The recently enacted Presidential Circular 2019/12 on Information and Communication Security Measures sets out extensive obligations that mainly apply to public bodies with respect to cybersecurity. In addition, the Communiqué on Procedures and Principles on the Establishment, Duties and Practices of Cyber Incident Response Centres 2013 sets out the obligations of cyber incident response centres to report and notify all cybersecurity breaches to the competent regulatory authorities as soon as the cyber breach occurs or the cyber threat is discovered.
In addition, criminal offences in the field of informatics are set out in the following provisions of the Criminal Code:
In 2017, the minister of transport, maritime affairs and communications announced the completion of work on the draft Cybersecurity Law, which will be a binding framework regulation for cybersecurity. While the private sector has welcomed this initiative, the regulation still has not been enacted by the legislature.
In terms of the development and uptake of AI, one critical issue to address is the possible detrimental effect of pricing algorithms on competition, in particular by facilitating collusive practices. Moreover, as in tort law, the determination of antitrust liability arising from the use of algorithms becomes harder, as emerging technological advancements are weakening the link between the algorithm and the human beings who use it; although most of the algorithms used today still operate under the instructions of humans and humans can thus be held responsible for anti-competitive behaviour.
The Turkish Competition Authority (TCA) has not yet published any studies on the effects of algorithms on competition or on the digital economy more generally, and no cases thus far have investigated algorithmic commercial behaviour. Nonetheless, TCA officials have shared their attitudes on regulation and enforcement in this space with the press and the public. Given that prices can be automatically altered by algorithms developed by undertakings that can access huge amounts of data which are not available in the physical markets, TCA officials have expressed concern that small adjustments to algorithms could result in significant changes to the competitive order of the market and have stated that the TCA can address these issues using its traditional enforcement methods.

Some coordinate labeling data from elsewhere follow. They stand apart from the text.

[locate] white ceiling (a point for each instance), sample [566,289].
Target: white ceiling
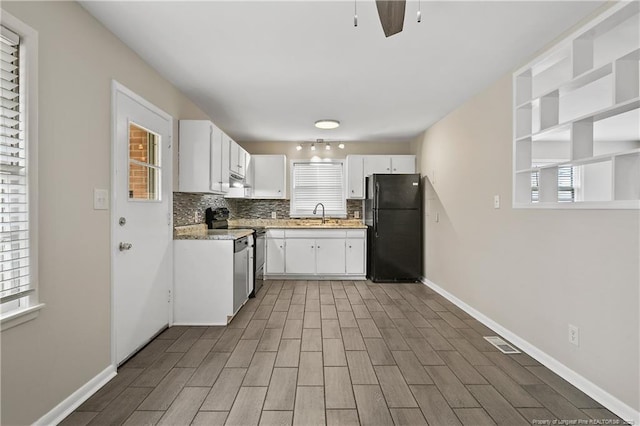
[267,70]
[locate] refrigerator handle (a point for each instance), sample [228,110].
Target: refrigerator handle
[375,221]
[376,207]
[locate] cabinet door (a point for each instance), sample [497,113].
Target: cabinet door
[194,155]
[219,172]
[403,164]
[268,177]
[233,155]
[355,256]
[376,164]
[300,256]
[355,176]
[243,161]
[330,256]
[274,263]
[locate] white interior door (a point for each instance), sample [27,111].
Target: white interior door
[141,246]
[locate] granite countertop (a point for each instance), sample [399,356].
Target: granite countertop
[300,223]
[200,232]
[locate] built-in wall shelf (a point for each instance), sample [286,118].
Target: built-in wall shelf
[576,135]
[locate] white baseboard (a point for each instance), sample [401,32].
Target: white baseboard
[609,401]
[73,401]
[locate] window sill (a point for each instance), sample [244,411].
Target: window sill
[12,319]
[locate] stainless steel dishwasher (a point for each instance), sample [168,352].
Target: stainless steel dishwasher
[241,265]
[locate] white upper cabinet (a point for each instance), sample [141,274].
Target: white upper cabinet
[374,164]
[268,176]
[361,166]
[238,158]
[355,172]
[201,158]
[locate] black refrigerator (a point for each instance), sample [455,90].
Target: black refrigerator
[393,213]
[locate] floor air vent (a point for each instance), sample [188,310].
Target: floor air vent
[502,346]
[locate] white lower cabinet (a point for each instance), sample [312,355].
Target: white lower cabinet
[203,282]
[274,262]
[321,253]
[300,256]
[355,255]
[330,256]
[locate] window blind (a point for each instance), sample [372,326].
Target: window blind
[14,216]
[566,185]
[315,183]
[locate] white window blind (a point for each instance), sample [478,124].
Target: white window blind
[318,182]
[566,185]
[14,216]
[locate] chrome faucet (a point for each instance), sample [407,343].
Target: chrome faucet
[316,209]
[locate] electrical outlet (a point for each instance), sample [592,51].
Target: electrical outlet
[100,199]
[574,335]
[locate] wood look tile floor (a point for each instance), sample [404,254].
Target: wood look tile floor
[337,353]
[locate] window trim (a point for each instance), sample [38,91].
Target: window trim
[294,213]
[29,89]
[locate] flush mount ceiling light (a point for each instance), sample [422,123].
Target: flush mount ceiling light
[327,124]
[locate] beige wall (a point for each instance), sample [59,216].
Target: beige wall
[45,360]
[532,271]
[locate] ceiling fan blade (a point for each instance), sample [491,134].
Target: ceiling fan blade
[391,13]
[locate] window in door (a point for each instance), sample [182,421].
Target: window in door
[144,164]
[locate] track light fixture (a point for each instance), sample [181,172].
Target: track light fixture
[319,142]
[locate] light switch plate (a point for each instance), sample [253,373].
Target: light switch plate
[100,199]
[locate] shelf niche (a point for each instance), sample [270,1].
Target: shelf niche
[577,113]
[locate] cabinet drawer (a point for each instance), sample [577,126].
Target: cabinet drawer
[275,233]
[356,233]
[315,233]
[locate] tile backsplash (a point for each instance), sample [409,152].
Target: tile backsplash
[188,208]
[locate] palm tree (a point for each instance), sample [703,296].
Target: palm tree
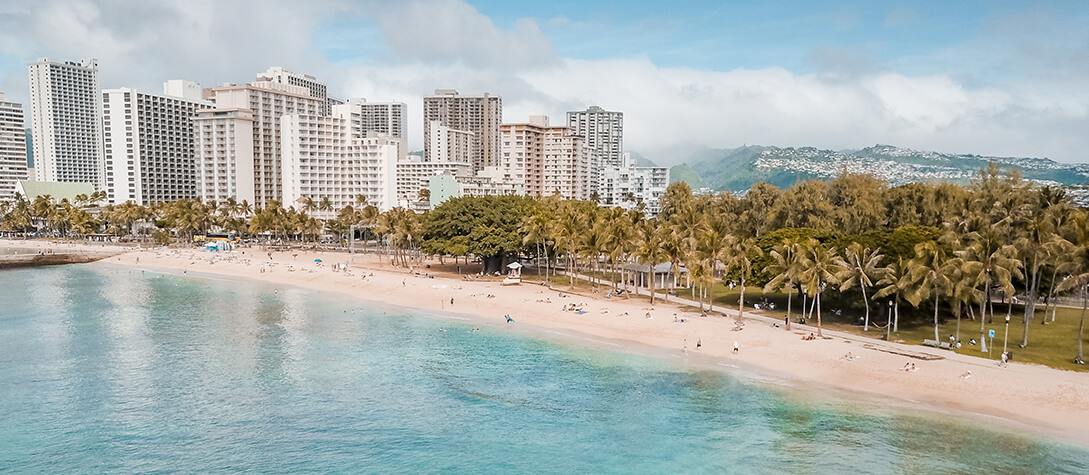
[929,270]
[990,260]
[675,252]
[739,263]
[786,267]
[1077,265]
[569,231]
[964,289]
[820,270]
[618,239]
[649,248]
[535,228]
[859,267]
[894,281]
[714,243]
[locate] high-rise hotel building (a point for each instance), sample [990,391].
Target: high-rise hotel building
[150,145]
[380,118]
[479,114]
[65,121]
[256,108]
[332,157]
[548,159]
[12,148]
[603,131]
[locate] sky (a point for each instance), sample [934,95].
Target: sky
[988,77]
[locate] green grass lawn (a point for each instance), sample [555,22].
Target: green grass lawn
[1053,344]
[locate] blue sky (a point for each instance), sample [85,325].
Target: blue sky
[993,77]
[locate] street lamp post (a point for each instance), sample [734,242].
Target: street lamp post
[889,324]
[1005,336]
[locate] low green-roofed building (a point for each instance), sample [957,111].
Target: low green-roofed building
[59,191]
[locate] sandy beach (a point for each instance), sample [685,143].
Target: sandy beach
[1025,397]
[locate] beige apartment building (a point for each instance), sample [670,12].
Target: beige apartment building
[547,159]
[603,132]
[329,157]
[150,144]
[66,121]
[266,102]
[224,148]
[481,116]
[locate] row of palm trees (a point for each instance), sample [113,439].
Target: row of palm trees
[999,236]
[1010,238]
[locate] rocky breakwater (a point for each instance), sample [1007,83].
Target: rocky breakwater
[49,258]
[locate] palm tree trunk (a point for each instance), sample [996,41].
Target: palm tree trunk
[651,283]
[790,294]
[1051,293]
[866,301]
[1030,306]
[741,303]
[982,313]
[1081,323]
[937,338]
[895,313]
[957,312]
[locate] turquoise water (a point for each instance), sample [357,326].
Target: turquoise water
[112,369]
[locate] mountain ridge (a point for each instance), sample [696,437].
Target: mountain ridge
[737,169]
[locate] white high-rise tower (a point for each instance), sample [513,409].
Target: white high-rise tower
[66,121]
[479,114]
[12,147]
[603,131]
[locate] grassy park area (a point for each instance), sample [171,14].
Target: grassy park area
[1052,344]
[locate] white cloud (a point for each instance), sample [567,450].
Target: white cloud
[447,44]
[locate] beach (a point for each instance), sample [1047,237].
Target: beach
[1024,397]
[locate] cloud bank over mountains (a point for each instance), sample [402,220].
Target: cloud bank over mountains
[403,50]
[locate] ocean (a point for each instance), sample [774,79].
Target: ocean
[109,368]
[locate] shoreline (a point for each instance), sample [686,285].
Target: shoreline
[1030,399]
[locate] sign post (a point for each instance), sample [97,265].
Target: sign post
[1006,336]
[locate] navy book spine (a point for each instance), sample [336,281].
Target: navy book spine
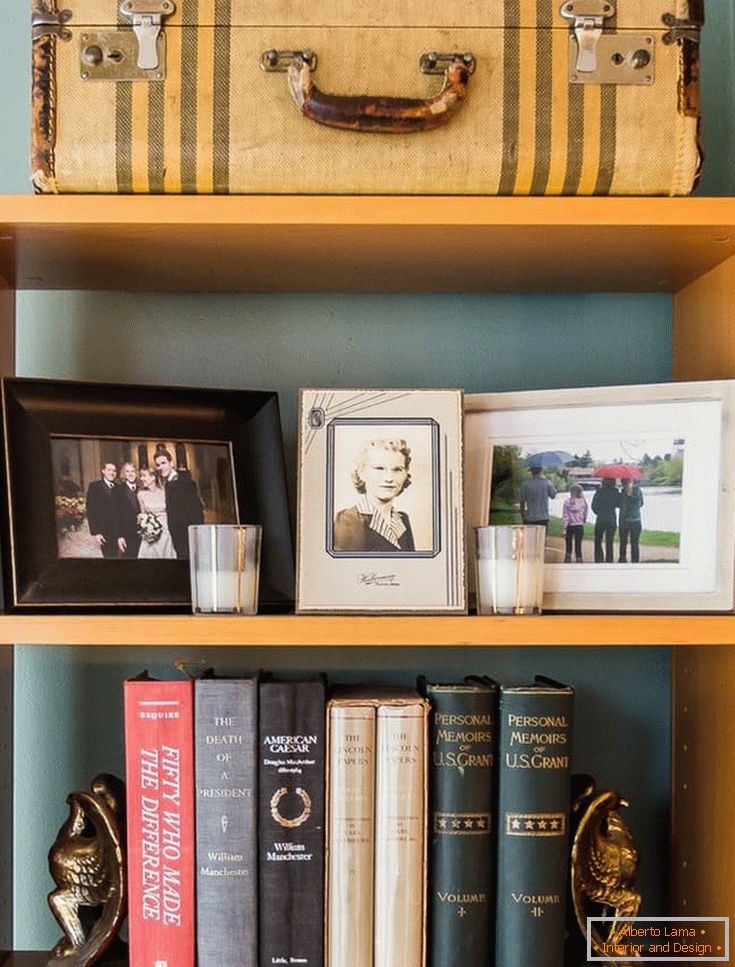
[226,716]
[462,792]
[535,757]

In this regard, while the TCA has not specifically focused on the AI systems used, it has initiated a comprehensive study of digital markets, which is expected to examine AI-related issues relating to competitive behaviour. The TCA is also tracking emerging trends in competition enforcement around the world, including in the work of the Organisation for Economic Co-operation and Development, EU bodies and the national authorities of member states; and is prepared to respond to any sudden policy or legislative shift in relation to the digital economy.